Çocuğunuzun organlarını bağışlar mısınız ?
“Kadavra kamunun malıdır.” Organ nakli üzerine ölümcül bir tartışma başlatıldı… Türkiye’nin en çok organ nakli yapan merkezlerinden Akdeniz Üniversitesi Organ Nakli Bölümü öğretim üyesi Doç. Dr. …
“Kadavra kamunun malıdır.” Organ nakli üzerine ölümcül bir tartışma başlatıldı…
Türkiye’nin en çok organ nakli yapan merkezlerinden Akdeniz Üniversitesi Organ Nakli Bölümü öğretim üyesi Doç. Dr. Alihan Gürkan, “ölümcül” bir tartışma başlattı.
Organ naklinde bu yıl ülke genelinde bir seferberlik yapılmış olsada, henüz işin çok başındayız. “Kadavra kamunun malıdır, paylaşılan yer ise can pazarıdır. Çocuğunuz öldü demek ne kadar zorsa, çocuğunuzun organlarını bağışlar mısınız? demek ondan da zordur” diyerek samimi bir itirafta bulunan Akdeniz Üniversitesi Organ Nakli ve Genel Cerrahi Anabilim Dalı Öğretim Üyesi Doç.Dr. Alihan Gürkan, organ naklinin 15-20 yıl önce bir fantazi olduğunu söyledi. Gürkan, üniversite olarak 2007 yılının ilk 10 ayında 265 böbrek nakli gerçekleştirdiklerini bu yılın sonuna kadar hedeflerinin böbrek naklinde 300-320’nin üzerine çıkarak Avrupa’da ilk defa yılda 300 böbrek naklini geçen merkez olacaklarını belirtti. Doç.Dr.Alihan Gürkan, organ naklinde gelinen noktayı, hedeflerini ve yaptıklarını anlattı:
Organ naklinde nereden neredeye geldik?
“15-20 yıl önce organ nakli sadece bir fanteziydi. 1950’li yıllarda ilk böbrek nakli yapıldı. Karaciğer nakli 15 yıl önce rutin bir tedaviydi. Geliştiremediğimiz tek şey bağış. 15 yıl önce böbrek nakli yapmak çok büyük bir şeydi. Ama yaşam süresi çok düşüktü. Böbreği taktıktan sonra hasta bir yıl yaşıyordu. Şimdi bir yıllık yaşam süresi yüzde 90’ın üzerinde.Hastayı yaşatma süresi neredeyse ABD’nin yüzde 1-2 puan üzerinde.”
Karaciğeri ikiye bölüp nakil yaptık
“Üniversite olarak kalite içinde çok iddialıyız.

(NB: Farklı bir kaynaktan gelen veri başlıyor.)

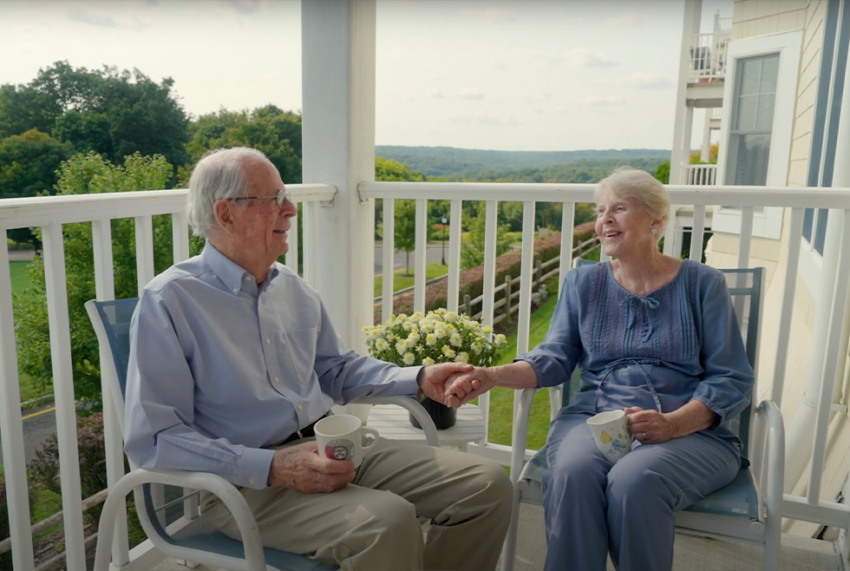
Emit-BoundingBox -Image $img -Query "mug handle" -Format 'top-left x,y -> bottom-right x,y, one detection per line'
360,426 -> 381,452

Haftada ortalama 5-7 arasında böbrek nakli yapıyoruz. Bu volümle çalışıp bu kaliteyi tutturmak çok önemli. Avrupa’da butik programlar var. Yani seçici program. Organ naklinin Versacesi’ni yapıyorlar. Hastayı seçiyorlar. Bizim ise seri üretime ihtiyacımız var. Riskli vakaları almazlar. Örneğin 77 yaşındaki bir hastaya böbrek nakli yapmazlar. Türkiye’nin en yaşlı alıcısı ile en yaşlı vericisi bizim merkezimizde takıldı. Bir karaciğeri ikiye bölerek ilk defa biz nakil yaptık. İlk kan uyumsuz, ilik doku uyumsuz böbreği biz taktık.”
Kadavra kamunun malıdır, paylaşılmalı
“Organ naklinde canlı ve kadavradan nakil yapılıyor. Kadavra kamunun malıdır. Dolayısıyla ciddi paylaşım kuralları vardır. Kitabi yani medikal tıp kitaplarına göre, yaşam beklentisi 5-10 yılın altında olanlarda organ nakli yapılmaz. Paylaşıldığı yer bir can pazarıdır. Gençlerin ve çocukların öncelikleri olmalıdır. Yaşı, bekleme süresi, doku uyumu için hastaya puan verilir. En çok uyumlu olan hastaya da takılır.”
Organ verenin çocuğuna iş verilsin
“Böbrek Antalya’da çıktı. Alıcı Erzurum’da o zaman ne yapacaksınız. Bir böbreğin bekleme süresi 15-20 saattir. Karaciğerin ise 16 saattir. İnsanları karşınıza alıp, sonra da ’sana uydu, diğerleri evine gitsin’demek dünyanın en zor işidir. Devlet bağış yapana destek verirse çözülür. Aileye yardım yapsınlar, teşfik etsinler. İşsiz çocuğu varsa, işe yerleştirsinler, para yardımı, kaynak yardımı yapılırsa, organ bağışı daha da çok artar.”